Cases of coccidioidomycosis, a dangerous infection also known as Valley fever caused by inhaling fungal spores, have been on the rise for decades. Experts are pointing the finger at climate change for expanding the fungus’ range and exposing more people to the illness.
Rob Purdie was diagnosed with Valley fever in 2012 after a persistent headache that was initially brushed off as a sinus infection by doctors. While Valley fever usually presents primarily in the lungs, Purdie’s infection traveled quickly into his brain, causing meningitis.
The first several anti-fungal pills he was prescribed failed, so he was put on Amphotericin, a powerful anti-fungal medication injected directly into Purdie’s brain through a hole drilled into his skull. According to Purdie, the side effects of the drug are debilitating.
“It’s a drug that’s so bad that they give you other drugs to counteract the side effects,” Purdie said. “When they administered the drug, I could feel it circulating through my body. I could feel it going down my neck, going into my spine and my body tensing up, my stomach clenched up, and I got violently ill. I still get violently ill every time. If you’ve ever thrown up so hard you blacked out, that’s what I mean when I say 'violently ill.'"
At first, Purdie received that treatment twice a week, but now he only has to endure the intense medication every 12 weeks. Like most other Valley fever patients, Purdie will receive treatment for the rest of his life.
Dr. Royce Johnson is the medical director of Valley Fever Institute in Bakersfield, where Purdie receives his treatment. In his four decades of work in the area, Johnson said he has seen the number of Valley fever cases skyrocket.
“When I came to Bakersfield many, many years ago, the average number of cases was about 250. In recent years, there are about 2000,” Johnson said. “The incidence of the disease is clearly drastically increased.”
That trend is not unique to Bakersfield. According to CDC data, the number of cases across the country has increased from 2,865 in 2000 to over 20,000 in 2019, with a majority of those cases coming from California and Arizona. The CDC also said those numbers are likely huge under counts with 10,000s of cases being misdiagnosed as other illnesses.
Valley fever cases have historically been almost exclusive to the Southwest because of its hot and dry climate, but as temperatures increase across the country, experts like Morgan E. Gorris expect the endemic regions of the fungal infection to spread. In a study published in 2019, Gorris estimates that by 2,100, the area affected by Valley fever will more than double and the number of people who will become ill will increase by 50%.

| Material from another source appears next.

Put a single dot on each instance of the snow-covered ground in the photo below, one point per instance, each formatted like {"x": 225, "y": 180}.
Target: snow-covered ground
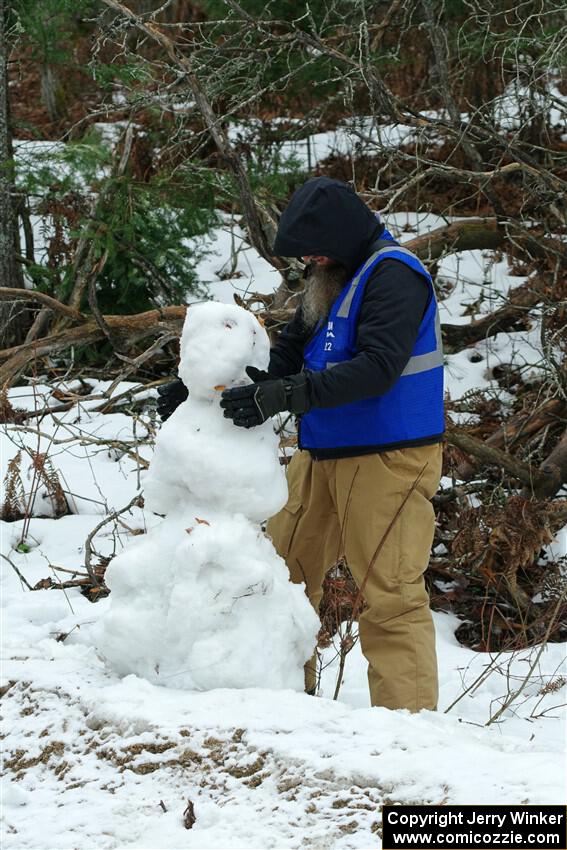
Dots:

According to Johnson, the fungal spores responsible for causing Valley fever can travel more than 70 miles in the air. So, while the infection is often associated with people who spend time outdoors and near the kinds of soil and dirt where the fungus thrives, unsuspecting city dwellers are also at risk. So, Johnson suggests airing on the side of caution and getting tested for Valley fever if you show any telltale signs of the illness.
“If you have a respiratory illness that is not getting better by 10 days to two weeks, you need a chest X-ray and in the appropriate circumstance you need to be tested for Valley fever,” Johnson said.
Valley Fever Institute has partnered with other institutions to better understand the fungal infection. Johnson said that though some folks like Purdie develop life-threatening illnesses, other infected patients barely get ill at all. Experts hope that continued research into the disease will lead to better therapeutics and prognoses for patients.
Purdie is encouraged by all of that research and he now dedicates much of his time as the patient and program development coordinator at Valley Fever Institute to helping others navigate the disease that has changed his life forever.